Sandi merasa tak perlu membalas pertanyaan itu. Ia hanya tergelak. Entahlah, sedari tadi hatinya tak henti dialiri kebahagiaan. Pertemuan ini ternyata jauh lebih indah dan menyenangkan dari yang pernah dibayangkannya selama ini.

***

"MAS SANDI aku tadi nanya, lo." Hana mengingatkan.

Suara Hana yang terdengar sedikit merajuk begitu menggelitik hati, "Aku pikir kamu menghayal tentang kita," Sandi keceplosan.

Kaget dengan jawabannya sendiri membuat lelaki itu terkekeh-kekeh. Gelak tawanya membahana, mengiringi langkah kakinya memasuki ruang dalam suite room berkaca transparan itu.

Hana mencibir melihat kekonyolan sikap lelaki itu, lelaki yang tiba-tiba terlihat semakin menarik di hatinya. Namun begitu kesadaran Hana muncul. Wanita itu justru merasa ciut. Ya, Tuhan, mereka hanya berdua saja di cottage ini.

Sandi muncul kembali seraya menyodorkan minuman kemasan dingin. "Nih, buatmu!" katanya.

Hana menerima minuman itu, lalu duduk di sebuah sofa setengah melingkar. Ia meneguk perlahan-laham minuman kemasan yang terasa sejuk di kerongkongan.

Sandi sendiri memilih tetap berdiri. Dengan santai ia menyandarkan tubuh di salah satu tiang nyangga teras cottage, sambil menyeruput minuman kaleng di tangannya.

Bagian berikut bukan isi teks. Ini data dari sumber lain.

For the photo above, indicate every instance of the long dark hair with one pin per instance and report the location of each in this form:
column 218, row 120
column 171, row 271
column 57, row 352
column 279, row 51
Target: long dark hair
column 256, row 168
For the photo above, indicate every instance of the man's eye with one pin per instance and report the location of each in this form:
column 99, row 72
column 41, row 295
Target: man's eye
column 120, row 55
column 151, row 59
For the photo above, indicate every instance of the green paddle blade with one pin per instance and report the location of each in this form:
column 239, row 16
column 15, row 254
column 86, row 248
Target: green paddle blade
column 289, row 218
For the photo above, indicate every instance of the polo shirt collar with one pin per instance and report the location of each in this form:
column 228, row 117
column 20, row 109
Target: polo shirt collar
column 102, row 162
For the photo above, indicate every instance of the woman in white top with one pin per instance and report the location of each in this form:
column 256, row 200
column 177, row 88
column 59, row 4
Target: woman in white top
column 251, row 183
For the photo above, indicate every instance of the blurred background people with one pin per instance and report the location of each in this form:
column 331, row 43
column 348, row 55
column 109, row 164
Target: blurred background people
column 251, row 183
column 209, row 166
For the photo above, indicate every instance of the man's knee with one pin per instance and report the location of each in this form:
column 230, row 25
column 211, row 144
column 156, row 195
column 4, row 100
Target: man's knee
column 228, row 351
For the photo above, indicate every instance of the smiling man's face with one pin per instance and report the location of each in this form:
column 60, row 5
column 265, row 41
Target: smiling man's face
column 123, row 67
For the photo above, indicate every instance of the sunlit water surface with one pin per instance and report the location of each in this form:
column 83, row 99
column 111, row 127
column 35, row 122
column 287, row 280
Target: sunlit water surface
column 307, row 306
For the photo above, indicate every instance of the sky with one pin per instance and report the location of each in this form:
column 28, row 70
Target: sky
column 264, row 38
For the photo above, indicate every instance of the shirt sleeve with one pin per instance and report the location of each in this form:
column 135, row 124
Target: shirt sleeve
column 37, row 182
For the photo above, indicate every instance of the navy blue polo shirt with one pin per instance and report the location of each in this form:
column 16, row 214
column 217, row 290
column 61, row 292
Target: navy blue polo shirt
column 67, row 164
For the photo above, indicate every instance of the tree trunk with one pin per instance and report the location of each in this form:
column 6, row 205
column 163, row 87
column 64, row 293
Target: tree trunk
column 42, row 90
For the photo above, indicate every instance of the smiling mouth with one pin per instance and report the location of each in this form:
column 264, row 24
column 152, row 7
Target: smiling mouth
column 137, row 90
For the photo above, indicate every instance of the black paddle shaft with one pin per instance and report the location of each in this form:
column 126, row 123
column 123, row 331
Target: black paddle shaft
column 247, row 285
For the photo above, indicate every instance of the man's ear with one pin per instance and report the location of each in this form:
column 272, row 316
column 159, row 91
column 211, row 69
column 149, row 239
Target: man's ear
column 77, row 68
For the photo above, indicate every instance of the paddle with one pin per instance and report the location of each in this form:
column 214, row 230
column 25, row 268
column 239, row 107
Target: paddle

Mereka mengisi kebersamaan itu dengan mengobrol tentang banyak hal. Percakapan yang terkadang diselingi canda dan gelak tawa. Rasa canggung yang tadi dirasakan Hana hilang begitu saja.

Namun secara tak sengaja Sandi menyinggung kembali tentang keberduaan mereka. Hana terkesiap. Ia kembali disergap rasa gamang.

Sandi yang selama ini hanya terlihat di layar monitor, sekarang benar-benar ada di sampingnya. Sandi bukan lagi sekedar tulisan dan komentar tanpa wujud atau icon-icon kecil plontos berwarna kuning pengganti ekspresi jiwa, seperti yang selama ini dikenalnya.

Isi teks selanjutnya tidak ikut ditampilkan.